Researchers also found that at a certain point after the second vaccine dose, the antibody response of the IBD patients in the study differed and was associated with the kind of immunosuppressive medications they were taking.

“After eight weeks, we noted lower antibody levels in patients receiving anti-TNF(tumor necrosis factor) therapies or corticosteroids compared to patients treated with the immune-response blocking drugs anti-tegrin,anti-IL12/23,” said Dermot McGovern, MD, PhD, co-principal investigator of the study and director of Translational Research in the Inflammatory Bowel and Immunobiology Research Institute at Cedars-Sinai.

“However, these findings should still reassure IBD patients─and the millions of people who use these types of immunosuppressive medications─that the immediate response to mRNA vaccines against SARS-CoV-2, the virus that causes COVID-19, is good and on par with IBD patients who are not taking any drug therapies. Even so, patients receiving anti-TNF therapy or corticosteroids may be the ones most likely to benefit from a third dose of the vaccine,” said McGovern, the Joshua L. and Lisa Z. Greer Chair in Inflammatory Bowel Disease Genetics.

Researchers also noted the antibody response to vaccination in the IBD patients studied was similar to the response in non-immunosuppressed patients.

“They were well within the ‘positive’ range, meaning those patients on immunosuppressing medications also have a substantial amount of circulating antibody still present at the two-month mark. There is also data showing a correlation between that eight-week antibody level in vaccinated people and effective immunity in the community at large,” said study co-author Susan Cheng, MD, director of Public Health Research and the Erika J. Glazer Chair in Women's Cardiovascular Health and Population Science at Cedars-Sinai. 

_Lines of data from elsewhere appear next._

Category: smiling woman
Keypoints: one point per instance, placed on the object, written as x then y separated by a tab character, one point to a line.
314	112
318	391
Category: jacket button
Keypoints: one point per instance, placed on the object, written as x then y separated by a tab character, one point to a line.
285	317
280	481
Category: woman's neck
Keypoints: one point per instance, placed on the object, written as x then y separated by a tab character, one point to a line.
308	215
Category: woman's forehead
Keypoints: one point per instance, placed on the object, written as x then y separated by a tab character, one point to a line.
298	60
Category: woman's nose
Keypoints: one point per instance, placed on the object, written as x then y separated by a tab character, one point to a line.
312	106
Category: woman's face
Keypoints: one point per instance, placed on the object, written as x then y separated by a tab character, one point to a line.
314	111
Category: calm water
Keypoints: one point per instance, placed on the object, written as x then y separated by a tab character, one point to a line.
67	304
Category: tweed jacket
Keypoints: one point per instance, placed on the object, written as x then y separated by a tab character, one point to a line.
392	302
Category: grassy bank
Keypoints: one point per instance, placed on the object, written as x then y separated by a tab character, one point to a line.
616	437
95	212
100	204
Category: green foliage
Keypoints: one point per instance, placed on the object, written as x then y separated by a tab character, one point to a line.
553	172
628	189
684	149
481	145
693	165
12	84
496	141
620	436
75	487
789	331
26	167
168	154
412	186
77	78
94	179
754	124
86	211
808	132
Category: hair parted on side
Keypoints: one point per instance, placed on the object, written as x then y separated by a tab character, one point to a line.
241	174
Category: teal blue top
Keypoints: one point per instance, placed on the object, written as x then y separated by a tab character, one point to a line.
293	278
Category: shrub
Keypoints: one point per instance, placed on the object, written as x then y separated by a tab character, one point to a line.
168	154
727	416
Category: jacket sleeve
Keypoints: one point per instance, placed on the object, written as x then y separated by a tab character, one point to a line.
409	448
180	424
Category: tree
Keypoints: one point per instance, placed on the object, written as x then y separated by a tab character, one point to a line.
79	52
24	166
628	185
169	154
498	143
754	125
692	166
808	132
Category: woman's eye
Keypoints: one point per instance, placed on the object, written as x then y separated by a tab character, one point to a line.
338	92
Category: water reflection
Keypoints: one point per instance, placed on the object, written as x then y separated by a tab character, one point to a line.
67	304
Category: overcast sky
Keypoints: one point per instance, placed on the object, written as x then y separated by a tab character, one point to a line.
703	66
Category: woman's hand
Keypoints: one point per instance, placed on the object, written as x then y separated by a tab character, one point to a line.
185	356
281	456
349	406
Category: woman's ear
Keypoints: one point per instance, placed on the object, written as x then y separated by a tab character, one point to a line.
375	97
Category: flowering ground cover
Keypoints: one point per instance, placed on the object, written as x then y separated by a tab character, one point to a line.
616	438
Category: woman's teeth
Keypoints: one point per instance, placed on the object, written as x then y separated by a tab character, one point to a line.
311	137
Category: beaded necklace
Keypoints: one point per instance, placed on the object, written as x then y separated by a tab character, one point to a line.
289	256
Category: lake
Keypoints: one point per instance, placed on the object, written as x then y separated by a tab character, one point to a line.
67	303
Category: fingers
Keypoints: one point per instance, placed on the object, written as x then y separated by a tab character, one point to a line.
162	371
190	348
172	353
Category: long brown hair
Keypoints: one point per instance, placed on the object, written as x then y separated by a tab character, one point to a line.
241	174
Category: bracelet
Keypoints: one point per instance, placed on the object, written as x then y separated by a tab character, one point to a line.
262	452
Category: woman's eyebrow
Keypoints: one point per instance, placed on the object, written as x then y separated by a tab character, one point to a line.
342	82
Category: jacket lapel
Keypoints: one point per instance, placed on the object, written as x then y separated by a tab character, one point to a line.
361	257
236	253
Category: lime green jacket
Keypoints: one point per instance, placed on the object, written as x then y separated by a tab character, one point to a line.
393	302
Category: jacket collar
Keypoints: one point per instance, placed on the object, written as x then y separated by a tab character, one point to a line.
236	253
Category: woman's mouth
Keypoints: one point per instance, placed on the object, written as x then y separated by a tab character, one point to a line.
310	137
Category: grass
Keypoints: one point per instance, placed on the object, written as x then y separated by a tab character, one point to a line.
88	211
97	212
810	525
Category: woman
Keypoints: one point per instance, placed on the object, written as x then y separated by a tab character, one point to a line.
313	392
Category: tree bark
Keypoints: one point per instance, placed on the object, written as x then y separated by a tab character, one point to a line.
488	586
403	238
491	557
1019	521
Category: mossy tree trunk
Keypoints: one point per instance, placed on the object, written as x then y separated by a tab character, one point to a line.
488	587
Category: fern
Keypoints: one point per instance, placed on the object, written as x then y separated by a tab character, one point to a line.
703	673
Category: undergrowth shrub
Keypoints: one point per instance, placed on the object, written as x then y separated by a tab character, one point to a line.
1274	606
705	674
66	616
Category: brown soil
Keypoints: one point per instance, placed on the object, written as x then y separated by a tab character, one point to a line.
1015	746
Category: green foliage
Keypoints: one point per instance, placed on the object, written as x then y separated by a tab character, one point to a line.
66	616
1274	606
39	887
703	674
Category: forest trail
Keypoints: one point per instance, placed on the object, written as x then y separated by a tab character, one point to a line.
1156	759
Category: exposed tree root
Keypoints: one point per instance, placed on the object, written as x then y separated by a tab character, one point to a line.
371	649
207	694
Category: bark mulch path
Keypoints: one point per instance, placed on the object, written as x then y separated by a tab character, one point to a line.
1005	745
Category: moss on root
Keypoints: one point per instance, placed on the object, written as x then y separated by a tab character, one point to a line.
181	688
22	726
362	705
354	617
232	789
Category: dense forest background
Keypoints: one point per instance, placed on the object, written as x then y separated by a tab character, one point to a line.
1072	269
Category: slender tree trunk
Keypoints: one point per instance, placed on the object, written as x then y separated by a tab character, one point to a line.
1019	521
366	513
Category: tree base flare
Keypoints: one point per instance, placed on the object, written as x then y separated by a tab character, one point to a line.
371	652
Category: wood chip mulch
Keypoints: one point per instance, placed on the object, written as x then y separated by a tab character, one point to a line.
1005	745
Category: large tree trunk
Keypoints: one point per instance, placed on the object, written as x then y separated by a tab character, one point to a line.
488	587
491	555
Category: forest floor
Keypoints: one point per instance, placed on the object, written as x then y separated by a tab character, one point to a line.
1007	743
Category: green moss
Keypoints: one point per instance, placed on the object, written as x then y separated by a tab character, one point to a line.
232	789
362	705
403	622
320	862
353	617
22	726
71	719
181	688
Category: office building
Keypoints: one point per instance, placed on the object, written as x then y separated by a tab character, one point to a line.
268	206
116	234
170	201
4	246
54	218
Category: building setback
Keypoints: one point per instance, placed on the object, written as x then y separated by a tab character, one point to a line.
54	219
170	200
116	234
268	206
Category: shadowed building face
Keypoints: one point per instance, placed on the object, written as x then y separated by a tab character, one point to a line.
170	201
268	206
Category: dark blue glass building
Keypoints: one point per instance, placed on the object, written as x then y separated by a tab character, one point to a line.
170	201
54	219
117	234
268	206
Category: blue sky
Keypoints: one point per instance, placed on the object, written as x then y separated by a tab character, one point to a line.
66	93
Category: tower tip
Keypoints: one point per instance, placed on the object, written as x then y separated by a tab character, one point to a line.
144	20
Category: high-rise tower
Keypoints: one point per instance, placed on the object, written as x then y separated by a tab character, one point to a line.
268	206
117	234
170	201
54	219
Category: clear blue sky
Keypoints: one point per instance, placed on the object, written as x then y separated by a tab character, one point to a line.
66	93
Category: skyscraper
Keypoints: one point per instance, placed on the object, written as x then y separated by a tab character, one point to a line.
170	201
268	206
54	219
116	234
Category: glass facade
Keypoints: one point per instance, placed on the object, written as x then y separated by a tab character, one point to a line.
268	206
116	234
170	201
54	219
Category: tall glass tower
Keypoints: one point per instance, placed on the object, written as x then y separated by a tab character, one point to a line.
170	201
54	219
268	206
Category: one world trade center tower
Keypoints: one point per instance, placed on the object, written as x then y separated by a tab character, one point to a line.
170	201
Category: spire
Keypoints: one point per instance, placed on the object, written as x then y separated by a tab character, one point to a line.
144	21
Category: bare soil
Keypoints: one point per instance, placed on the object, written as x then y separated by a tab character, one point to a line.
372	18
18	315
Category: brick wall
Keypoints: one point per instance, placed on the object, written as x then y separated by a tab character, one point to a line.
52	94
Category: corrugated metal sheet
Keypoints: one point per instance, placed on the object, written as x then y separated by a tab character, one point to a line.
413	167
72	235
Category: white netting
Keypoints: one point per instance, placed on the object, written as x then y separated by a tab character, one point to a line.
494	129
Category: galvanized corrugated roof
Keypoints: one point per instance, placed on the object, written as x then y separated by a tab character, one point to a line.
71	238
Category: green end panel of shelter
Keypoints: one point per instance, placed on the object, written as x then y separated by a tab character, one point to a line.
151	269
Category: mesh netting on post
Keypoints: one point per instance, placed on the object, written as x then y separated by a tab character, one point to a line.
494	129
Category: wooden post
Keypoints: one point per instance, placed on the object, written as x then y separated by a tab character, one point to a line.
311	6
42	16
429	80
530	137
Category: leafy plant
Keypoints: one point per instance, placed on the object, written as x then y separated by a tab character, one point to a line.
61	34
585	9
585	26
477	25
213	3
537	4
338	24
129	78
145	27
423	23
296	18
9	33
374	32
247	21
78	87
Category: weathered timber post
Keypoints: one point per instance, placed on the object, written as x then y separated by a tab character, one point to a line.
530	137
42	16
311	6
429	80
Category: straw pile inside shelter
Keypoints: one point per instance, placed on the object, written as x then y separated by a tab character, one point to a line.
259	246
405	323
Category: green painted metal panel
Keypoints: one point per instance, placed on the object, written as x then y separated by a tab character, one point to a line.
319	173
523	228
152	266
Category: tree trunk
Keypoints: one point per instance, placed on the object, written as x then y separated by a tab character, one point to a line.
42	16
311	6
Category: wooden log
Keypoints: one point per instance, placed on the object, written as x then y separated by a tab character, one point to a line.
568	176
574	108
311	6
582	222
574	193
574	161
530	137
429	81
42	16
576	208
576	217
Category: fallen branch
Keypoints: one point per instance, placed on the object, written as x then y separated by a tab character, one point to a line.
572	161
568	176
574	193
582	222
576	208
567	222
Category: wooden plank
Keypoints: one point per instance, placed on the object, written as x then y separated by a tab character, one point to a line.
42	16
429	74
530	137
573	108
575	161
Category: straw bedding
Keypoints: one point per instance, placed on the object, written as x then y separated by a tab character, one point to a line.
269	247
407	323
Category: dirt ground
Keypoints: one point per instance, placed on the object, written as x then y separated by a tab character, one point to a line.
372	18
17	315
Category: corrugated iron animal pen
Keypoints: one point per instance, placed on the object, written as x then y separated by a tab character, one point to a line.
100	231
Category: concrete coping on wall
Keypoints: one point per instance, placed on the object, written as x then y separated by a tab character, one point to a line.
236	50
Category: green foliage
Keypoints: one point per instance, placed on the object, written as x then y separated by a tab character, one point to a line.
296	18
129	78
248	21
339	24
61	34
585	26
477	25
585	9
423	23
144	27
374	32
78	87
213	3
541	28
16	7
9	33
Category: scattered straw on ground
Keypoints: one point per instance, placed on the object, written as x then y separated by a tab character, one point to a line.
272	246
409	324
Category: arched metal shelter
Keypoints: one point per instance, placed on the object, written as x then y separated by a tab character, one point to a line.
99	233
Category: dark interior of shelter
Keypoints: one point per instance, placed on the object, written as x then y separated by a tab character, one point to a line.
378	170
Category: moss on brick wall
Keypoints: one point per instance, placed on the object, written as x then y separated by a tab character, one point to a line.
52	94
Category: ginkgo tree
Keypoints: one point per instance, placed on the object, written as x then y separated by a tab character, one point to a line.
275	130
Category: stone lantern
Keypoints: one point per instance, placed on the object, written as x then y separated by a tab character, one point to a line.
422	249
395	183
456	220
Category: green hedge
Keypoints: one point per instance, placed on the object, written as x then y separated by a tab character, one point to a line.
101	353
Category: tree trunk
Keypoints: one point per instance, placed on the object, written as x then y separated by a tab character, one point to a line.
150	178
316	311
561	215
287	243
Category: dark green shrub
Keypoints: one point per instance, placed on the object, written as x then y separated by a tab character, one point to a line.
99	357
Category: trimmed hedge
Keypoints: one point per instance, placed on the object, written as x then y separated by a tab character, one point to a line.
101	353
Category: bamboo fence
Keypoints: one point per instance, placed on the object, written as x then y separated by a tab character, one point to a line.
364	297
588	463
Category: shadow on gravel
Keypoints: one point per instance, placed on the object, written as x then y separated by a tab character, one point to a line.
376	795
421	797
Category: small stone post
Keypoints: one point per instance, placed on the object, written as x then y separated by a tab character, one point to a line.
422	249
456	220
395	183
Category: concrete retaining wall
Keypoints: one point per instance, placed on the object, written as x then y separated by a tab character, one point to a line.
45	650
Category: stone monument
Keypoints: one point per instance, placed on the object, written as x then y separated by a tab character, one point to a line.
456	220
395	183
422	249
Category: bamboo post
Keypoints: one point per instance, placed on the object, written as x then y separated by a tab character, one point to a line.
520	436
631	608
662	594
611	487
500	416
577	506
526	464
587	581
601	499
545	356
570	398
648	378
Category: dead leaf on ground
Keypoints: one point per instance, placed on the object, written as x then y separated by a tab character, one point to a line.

Study investigators are now looking into other aspects of vaccine response in IBD patients that more directly correlates with protection from infection, like T-cell functional and neutralizing antibody responses.

“The results of our first look at COVID-19 vaccination response should be reassuring to our immunosuppressed patients with IBD,” said Melmed.

“‘Immunosuppressed’ patients are often portrayed as a homogenous high-risk group. Our study shows that while there may be differences based on medication types, almost all IBD patients have positive responses to the mRNA vaccine.”

Funding: This study was supported by The Leona M. and Harry B. Helmsley Charitable Trust, the Widjaja Foundation Inflammatory Bowel and Immunobiology Research Institute, and the National Institute of Diabetes and Digestive and Kidney Disease Grants P01DK046763 and U01DK062413. This study has been additionally supported in part by the Cedars-Sinai Precision Health Initiative, the Erika J. Glazer Family Foundation, and through the Serological Sciences Network, grant NCI U54-CA260591.

Financial disclosures: Dermot McGovern and Gil Melmed are consultants for Pfizer Inc. related to IBD therapeutics; Melmed has received research funding from Pfizer for an unrelated investigator-initiated study.